CQ HEALTHBEAT NEWS
June 24, 2008 – 4:16 p.m.
New Consortium Created to Combat Medical Fraud

Public and private anti-fraud organizations announced a new initiative Tuesday focused on fighting medical insurance fraud nationwide.

Called the Consortium to Combat Medical Fraud, the new entity is a partnership between the National Health Care Anti-Fraud Association (NHCAA), the National Insurance Crime Bureau (NICB) and the Coalition Against Insurance Fraud. The Consortium will also work with the FBI and the Department of Justice.

“Never before have different parts of the insurance system cross-pollinated to seek new ways to prevent fraud,” said Louis Saccoccio, executive director of NHCAA. He said the Consortium aims to create an open environment to share information on the issues surrounding medical insurance fraud.

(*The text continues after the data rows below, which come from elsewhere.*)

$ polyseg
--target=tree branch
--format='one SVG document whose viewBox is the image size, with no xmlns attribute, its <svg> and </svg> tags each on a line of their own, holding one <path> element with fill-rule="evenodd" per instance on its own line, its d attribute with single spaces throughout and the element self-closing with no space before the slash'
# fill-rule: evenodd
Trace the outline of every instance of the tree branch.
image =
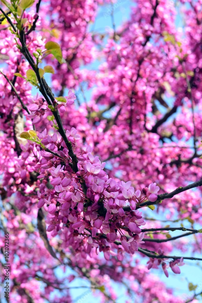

Losses from insurance fraud accounted for about 3 percent of the roughly $2.3 trillion spent on health care in 2007, which translates into approximately $20 billion per year, Saccoccio said.

About 10 percent of premiums paid by customers to insurers are lost on account of fraud, said Gary Healy, executive director of NCIB. Healy said the crime bureau, which is funded by insurance companies, has set up around 30 medical fraud task forces since 2002 in cities around the country, including New York City, Houston, Los Angeles and most recently the District of Columbia. The task forces are made up of local law enforcement agents and insurance company investigators.

Among its activities, the Consortium will share information on claims and investigations between health insurers, and hold educational programs and conduct industry-wide research.

Consumers strongly support anti-fraud initiatives and are “very heavy proponents of punishment,” said Dennis Jay, executive director of the Coalition Against Insurance Fraud. He said the new initiative is timely because during tough economic times, organized fraud rings have the chance to hone their skills and get involved in scams when people are desperate.

“We’re dealing with people that are not just occasionally submitting a bad bill,” Jay said. “These are people who are cutting corners in the financial reimbursement system,” and if they are cutting corners there, they will also do it with patient care as well. Such fraudulent activities often involve the use of unnecessary surgeries or expensive X-rays and MRIs, Jay said.

Health care is different from other types of fraud because in addition to monetary losses, it can have an enormous personal impact on patients, Saccoccio said.

“The collaborative efforts of both the public and private sector, such as working with the NHCAA and the Consortium, is one of the tools that is available to the FBI to investigate those committing medical insurance fraud,” said Robert Montemorra, chief of the FBI Health Care Fraud Unit, in a press release.

Steve Tyrell, chief of the Criminal Division’s Fraud Section at the Department of Justice, said in a release, “As more people enroll in the Medicare program and private health care plans and the amount of money spent on health care continues to rise, so too does the importance of the Department’s efforts to combat fraud and our cooperative efforts to increase awareness and detection of fraud.”